New target will mean less young are mobile
Chancellor Rishi Sunak and the government will be releasing details of a new ‘Road Toll’ system to offset the £40billion shortfall in fuel tax revenue in 2030, from when the only new cars sold will be electric.
However, I haven’t heard any suggestions of a scrappage scheme.
Bringing this date forward will mean a shortfall in cheap second hand electric and dual fuel cars on the market as ex-company or hire vehicles.
This means our 18- to 25-year-olds need to save £20,000 for their new electric car in 2030 , along with saving up their mortgage deposit.
Obviously the road tax on existing dirty vehicles will go up as well.
An 18-year-old with a 1.1 litre Ford Fiesta will pay £3,000 insurance and lots in road tax , or pay out £20,000 for a new electric car.
The consequence is that more young people will not learn to drive and not own a car.
This means two thirds of the 4.5million unemployed from 2021 will not be mobile and able to find a new job outside of a five mile radius of their town or village, thus they will waste a lifetime on benefits.
It also means the bottom will drop out of the dirty second hand car market, as well as the tax payer-funded financial compensation package, that will compensate car manufacturers for thousands of their unsaleable new scrap cars that will be sent to the crusher from their large vehicle storage compounds.
Unless they pre-register them and sell them as second hand from 2030, thus making a mockery of the Prime Minister’s emissions climate change targets.
We need a new mass workers’ party
Relations at the top of the government have become so putrid and precarious that it only took the appointment of a new press secretary – Allegra Stratton – to trigger a chain of reactions leading to the exit of two of the closest staff to Prime Minister Boris Johnson.
Stratton had refused to work under the director of communications Lee Cain and a plan to mollify him by promoting him to the role of chief of staff fell apart.

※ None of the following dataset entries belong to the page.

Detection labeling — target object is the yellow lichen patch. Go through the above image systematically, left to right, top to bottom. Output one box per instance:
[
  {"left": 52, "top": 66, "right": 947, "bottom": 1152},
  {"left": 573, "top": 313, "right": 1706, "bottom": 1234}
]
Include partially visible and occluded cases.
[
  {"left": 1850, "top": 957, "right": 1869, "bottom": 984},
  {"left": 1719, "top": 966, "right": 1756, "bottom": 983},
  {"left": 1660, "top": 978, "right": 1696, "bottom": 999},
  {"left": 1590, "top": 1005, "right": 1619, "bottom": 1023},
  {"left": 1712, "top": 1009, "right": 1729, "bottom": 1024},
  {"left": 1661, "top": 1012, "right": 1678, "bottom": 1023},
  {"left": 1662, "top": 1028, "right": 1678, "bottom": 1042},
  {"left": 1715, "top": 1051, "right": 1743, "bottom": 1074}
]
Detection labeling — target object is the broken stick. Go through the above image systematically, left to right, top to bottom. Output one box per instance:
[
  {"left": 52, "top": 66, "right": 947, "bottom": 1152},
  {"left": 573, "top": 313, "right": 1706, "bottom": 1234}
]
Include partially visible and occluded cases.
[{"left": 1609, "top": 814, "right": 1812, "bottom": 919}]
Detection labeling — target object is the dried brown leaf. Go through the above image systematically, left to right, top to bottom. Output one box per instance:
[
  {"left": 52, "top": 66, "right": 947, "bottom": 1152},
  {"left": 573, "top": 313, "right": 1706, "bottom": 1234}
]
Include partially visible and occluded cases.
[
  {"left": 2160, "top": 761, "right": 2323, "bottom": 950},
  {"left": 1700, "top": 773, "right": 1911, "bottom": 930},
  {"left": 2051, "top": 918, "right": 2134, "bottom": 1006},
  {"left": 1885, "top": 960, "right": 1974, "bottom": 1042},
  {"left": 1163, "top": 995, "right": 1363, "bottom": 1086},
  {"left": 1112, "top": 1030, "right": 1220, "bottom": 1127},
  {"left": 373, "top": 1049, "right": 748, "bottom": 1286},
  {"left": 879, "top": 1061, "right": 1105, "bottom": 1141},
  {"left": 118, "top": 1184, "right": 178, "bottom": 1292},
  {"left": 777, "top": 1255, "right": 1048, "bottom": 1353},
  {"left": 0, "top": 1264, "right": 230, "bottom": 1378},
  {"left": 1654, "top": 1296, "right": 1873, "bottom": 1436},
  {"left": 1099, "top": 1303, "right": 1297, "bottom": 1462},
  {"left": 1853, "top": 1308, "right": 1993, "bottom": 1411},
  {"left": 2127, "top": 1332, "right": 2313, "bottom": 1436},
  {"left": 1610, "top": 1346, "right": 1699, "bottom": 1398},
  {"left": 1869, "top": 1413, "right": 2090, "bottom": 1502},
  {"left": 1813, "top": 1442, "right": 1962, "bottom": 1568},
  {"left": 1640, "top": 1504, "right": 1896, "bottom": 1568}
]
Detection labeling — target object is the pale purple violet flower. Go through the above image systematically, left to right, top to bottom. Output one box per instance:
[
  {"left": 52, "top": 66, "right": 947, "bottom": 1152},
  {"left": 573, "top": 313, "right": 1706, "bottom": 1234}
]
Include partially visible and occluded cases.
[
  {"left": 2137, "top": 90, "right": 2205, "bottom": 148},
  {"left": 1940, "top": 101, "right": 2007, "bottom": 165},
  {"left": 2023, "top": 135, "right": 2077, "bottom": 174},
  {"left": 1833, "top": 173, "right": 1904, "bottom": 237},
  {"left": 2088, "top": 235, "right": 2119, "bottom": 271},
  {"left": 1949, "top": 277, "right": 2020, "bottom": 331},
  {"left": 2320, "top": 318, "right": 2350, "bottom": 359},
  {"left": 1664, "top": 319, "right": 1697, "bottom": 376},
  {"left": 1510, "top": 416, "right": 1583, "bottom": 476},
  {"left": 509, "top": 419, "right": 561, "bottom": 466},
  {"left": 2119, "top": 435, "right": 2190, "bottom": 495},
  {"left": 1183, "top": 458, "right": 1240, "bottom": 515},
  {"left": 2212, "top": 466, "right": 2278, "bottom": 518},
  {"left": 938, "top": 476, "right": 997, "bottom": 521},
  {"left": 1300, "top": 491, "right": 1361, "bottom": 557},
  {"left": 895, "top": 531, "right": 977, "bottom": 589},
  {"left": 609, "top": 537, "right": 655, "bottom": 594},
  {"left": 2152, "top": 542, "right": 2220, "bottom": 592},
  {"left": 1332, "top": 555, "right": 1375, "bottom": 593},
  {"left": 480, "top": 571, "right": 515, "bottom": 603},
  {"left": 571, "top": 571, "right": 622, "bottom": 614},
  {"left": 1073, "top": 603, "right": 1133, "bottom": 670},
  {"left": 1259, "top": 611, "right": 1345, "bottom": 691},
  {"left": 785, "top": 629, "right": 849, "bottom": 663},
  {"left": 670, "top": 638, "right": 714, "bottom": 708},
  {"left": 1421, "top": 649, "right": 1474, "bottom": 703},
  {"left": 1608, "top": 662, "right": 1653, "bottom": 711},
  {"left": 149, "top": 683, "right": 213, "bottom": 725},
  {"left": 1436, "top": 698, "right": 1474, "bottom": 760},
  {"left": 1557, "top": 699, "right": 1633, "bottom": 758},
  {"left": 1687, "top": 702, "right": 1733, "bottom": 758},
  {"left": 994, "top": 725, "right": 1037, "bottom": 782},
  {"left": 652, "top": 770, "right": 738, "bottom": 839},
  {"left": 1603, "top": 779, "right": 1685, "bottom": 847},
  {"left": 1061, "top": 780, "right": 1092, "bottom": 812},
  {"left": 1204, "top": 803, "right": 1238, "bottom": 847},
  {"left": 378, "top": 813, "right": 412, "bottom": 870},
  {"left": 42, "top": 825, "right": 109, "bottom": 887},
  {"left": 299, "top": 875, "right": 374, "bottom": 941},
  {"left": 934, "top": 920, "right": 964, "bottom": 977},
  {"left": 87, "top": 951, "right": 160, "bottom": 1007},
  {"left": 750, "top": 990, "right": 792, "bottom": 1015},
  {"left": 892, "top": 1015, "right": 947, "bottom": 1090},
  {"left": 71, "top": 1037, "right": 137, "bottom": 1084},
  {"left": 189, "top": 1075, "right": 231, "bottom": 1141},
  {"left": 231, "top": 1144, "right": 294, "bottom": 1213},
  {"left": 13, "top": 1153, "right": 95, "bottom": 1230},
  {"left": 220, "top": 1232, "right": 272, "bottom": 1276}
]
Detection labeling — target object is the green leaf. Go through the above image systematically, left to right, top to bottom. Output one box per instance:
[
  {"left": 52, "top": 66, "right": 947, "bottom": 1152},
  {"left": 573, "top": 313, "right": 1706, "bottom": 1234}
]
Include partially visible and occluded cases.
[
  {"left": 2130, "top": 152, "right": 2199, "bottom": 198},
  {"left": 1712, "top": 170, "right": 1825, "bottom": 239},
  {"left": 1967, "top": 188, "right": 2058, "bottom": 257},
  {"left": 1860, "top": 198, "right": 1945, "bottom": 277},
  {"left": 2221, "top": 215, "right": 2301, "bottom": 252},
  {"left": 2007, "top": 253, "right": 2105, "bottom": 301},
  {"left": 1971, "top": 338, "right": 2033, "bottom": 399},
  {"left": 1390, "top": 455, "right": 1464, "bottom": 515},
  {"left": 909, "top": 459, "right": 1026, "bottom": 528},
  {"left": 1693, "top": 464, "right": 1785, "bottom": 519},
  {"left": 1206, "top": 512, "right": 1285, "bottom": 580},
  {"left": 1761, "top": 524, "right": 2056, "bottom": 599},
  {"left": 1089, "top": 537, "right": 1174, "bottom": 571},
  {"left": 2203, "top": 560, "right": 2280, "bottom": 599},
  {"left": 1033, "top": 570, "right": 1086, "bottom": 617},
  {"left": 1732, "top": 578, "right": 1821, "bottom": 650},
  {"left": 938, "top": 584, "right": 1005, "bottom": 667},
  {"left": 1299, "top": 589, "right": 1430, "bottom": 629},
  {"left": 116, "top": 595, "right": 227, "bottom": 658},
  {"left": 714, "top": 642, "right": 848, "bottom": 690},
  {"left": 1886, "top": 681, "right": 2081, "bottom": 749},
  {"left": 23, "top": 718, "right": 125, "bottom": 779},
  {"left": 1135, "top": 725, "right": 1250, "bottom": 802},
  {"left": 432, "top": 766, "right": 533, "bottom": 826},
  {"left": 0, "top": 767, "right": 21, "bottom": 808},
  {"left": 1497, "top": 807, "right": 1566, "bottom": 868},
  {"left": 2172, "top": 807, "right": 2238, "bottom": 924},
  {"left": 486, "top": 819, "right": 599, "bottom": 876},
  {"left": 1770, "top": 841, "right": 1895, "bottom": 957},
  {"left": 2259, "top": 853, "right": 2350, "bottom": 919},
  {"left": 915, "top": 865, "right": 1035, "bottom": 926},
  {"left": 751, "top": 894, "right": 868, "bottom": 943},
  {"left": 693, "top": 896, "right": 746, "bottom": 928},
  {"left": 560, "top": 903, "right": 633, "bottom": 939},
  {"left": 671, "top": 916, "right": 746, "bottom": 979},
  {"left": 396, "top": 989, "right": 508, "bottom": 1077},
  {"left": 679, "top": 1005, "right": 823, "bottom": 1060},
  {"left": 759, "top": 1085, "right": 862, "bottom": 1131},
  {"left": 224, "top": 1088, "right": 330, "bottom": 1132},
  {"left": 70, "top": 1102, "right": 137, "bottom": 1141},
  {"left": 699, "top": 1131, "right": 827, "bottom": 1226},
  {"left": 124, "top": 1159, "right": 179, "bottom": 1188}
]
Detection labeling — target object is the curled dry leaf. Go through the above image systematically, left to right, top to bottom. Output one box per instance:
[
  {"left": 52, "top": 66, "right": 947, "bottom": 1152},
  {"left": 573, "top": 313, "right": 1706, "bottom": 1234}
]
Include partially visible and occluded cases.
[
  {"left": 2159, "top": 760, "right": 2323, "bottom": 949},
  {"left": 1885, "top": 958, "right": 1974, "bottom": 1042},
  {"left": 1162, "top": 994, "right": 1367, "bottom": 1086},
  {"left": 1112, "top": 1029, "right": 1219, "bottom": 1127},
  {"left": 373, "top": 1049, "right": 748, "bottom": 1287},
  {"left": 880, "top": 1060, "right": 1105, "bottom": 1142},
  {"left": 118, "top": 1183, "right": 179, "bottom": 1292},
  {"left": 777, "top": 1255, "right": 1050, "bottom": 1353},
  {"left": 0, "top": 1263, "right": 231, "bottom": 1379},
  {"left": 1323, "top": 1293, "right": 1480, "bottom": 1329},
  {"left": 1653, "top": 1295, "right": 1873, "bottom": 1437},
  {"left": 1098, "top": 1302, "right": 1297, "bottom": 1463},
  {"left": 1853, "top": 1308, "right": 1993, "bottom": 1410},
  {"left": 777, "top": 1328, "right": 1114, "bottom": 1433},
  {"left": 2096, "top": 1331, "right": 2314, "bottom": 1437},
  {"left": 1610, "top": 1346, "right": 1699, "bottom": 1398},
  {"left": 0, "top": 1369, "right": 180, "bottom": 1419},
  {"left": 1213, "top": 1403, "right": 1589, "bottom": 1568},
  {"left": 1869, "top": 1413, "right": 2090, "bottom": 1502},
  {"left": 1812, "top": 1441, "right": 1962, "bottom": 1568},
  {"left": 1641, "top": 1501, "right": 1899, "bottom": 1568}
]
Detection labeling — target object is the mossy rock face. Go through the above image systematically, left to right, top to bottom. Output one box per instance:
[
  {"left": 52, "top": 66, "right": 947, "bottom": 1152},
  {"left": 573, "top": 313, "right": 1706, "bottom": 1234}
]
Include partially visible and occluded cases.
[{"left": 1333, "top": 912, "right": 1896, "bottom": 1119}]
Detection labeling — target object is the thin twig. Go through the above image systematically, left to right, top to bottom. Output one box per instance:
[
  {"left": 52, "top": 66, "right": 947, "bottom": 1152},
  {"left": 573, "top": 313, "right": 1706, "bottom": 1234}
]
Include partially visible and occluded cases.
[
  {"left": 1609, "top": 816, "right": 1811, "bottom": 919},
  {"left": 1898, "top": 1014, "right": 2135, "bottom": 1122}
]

It was widely reported that Johnson’s partner, Carrie Symonds, among others, had intervened against it.
Cain resigned, followed a few days later by the notorious senior advisor Dominic Cummings, derided and ridiculed across the country ever since his disregard for lockdown rules and subsequent ‘explanation’.
In part, the fault lines over Brexit were resurfacing in this latest bloodbath.
Cain was part of the 2016 EU Leave campaign which was headed by Cummings and Johnson.
Tensions have escalated during the final weeks of negotiations with the EU over the end of the transition period, and now Biden’s victory in the US has thrown an additional factor into that cauldron.
The party infighting has become more entrenched as different line-ups search in vain for a way out of the multiple and severe crises.
Myriad internal ‘factions’ exist: the Northern Research Group, Common Sense Group, One Nation Caucus, China Research Group, the Blue Barricade, among them.
The total dysfunction of the Tories underlines why the capitalist establishment has been so positive about the election of Starmer as Labour leader and his counter-revolution against Corbyn and Corbynism.
They need a political fall-back position that poses no threat to the capitalist economic interests.
But the only way to end the Tories wretched state is to hasten their end and get them out of office – an urgent task of the workers’ movement.
This needs to go along with laying the basis now for the building of a new mass workers’ party that can offer a socialist alternative to them all.